Friday 21 December 2007

How can you love without a heart?

For anyone studying Mandarin they probably know there is the traditional way of writing characters (complicated), and the simplified way. Having learnt both I can see the merits of both. I grew up learning the traditional way (which is what they use in Taiwan and Hong Kong) but one year we went to a different Chinese (Saturday) school, and in university they taught us simplified and pinyin.

Since all Chinese characters are derived from pictograms, the traditional characters make more 'sense', but the simplified characters are easier to write and remember (since they have fewer strokes). It is obviously easier to go from traditional to simplified, but not the other way around.

However, the problem with simplified is that a lot of the time the meaning is totally lost.

Eg in 'love' (ai) 愛 is the traditional method, and 爱 is the simplified. If you look closely they are exactly the same except there is a component missing in the middle. That is another character in itself 'heart' (xin) 心. So whoever did this 'simplifying' did a pretty bad job IMHO.

Here's another one which makes no sense whatsoever. 'behind, backwards, after' (hou)後 . The simplified way is 后. Now, first of all they look nothing alike. Second of all, 后 actually means queen. The only reason it was chosen was because it had the exact same sound (hou4). Weird, huh?!

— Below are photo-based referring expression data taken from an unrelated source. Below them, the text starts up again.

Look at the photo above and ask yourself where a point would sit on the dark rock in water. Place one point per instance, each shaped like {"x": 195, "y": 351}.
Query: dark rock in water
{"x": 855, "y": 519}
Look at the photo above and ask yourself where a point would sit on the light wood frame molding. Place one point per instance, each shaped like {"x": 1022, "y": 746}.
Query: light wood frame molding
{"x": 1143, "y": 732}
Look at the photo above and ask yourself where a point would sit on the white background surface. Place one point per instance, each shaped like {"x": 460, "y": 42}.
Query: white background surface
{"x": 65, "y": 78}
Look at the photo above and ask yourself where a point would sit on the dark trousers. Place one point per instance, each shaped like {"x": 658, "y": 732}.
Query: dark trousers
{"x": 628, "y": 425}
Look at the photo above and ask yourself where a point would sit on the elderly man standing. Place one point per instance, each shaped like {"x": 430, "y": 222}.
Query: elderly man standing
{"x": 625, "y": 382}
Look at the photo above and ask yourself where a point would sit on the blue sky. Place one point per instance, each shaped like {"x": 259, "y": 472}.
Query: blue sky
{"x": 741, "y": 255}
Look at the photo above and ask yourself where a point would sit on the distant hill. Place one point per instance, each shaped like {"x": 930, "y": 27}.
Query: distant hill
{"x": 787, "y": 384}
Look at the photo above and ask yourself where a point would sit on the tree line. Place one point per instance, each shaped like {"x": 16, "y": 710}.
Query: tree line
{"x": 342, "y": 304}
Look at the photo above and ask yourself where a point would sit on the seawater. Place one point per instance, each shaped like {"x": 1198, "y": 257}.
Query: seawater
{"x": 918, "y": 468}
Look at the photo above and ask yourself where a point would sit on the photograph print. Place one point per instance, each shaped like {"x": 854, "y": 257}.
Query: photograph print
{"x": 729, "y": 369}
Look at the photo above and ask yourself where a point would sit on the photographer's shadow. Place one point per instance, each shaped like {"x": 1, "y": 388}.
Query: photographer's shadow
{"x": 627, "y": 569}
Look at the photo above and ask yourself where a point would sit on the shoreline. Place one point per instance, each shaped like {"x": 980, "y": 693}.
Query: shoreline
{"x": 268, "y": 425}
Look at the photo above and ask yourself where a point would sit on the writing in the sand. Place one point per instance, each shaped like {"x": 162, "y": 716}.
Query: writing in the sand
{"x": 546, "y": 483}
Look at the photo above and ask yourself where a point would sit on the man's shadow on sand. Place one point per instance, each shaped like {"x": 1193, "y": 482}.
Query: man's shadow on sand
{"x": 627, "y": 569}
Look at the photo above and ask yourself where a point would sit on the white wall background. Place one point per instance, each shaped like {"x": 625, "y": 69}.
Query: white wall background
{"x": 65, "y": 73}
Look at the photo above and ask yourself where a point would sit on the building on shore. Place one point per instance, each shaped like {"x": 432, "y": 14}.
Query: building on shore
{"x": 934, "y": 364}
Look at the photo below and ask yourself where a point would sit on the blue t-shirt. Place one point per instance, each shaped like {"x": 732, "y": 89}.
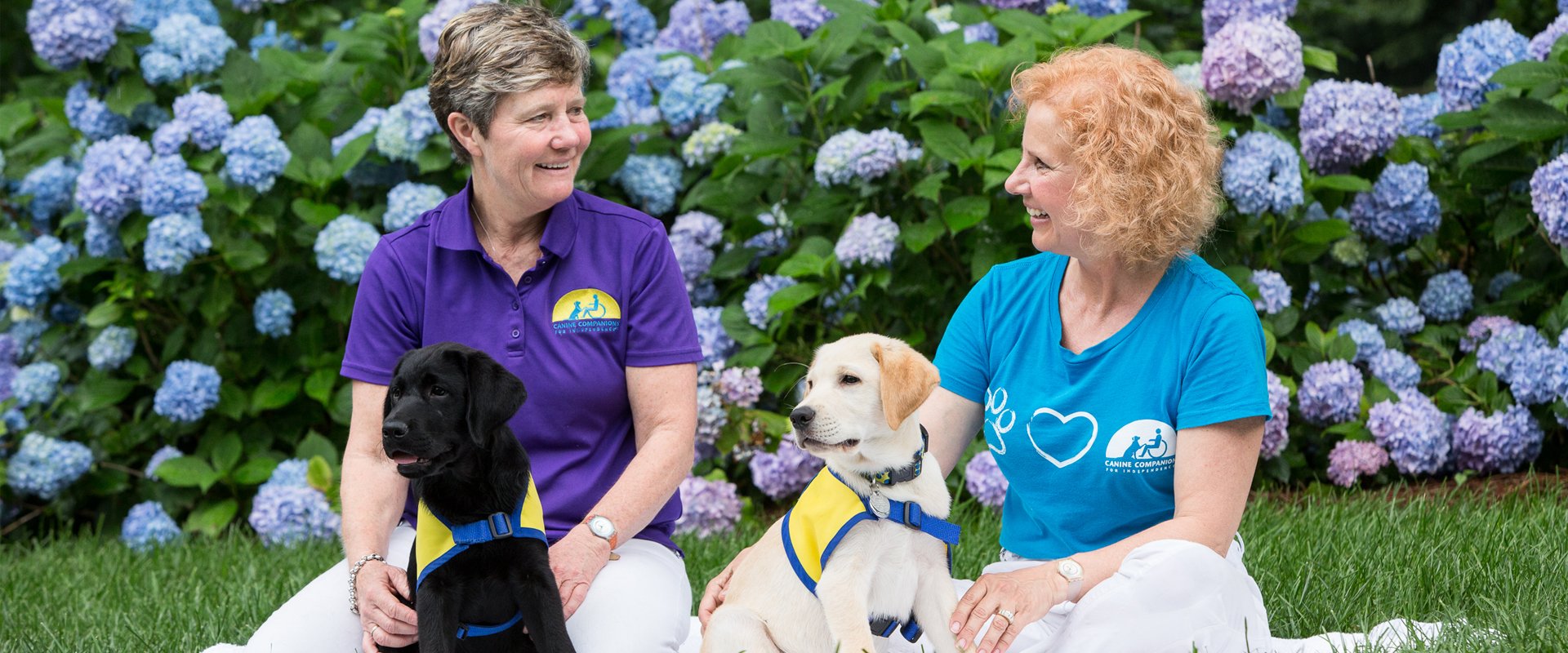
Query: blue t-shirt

Even though in China they have been using the simplified writing system for a few decades now, you can still sometimes see buildings and documentation with traditional characters which is why it pays to know both.

And people wonder why Mandarin is so hard to learn?!

Wikipedia article on "Debate on traditional and simplified Chinese characters"

1 comment:

Jenfy said...

The love character is not the same with just the heart missing. They've replaced the whole bottom part with "friendship" (you). Someone told me it is "because there is no romantic love in communist China."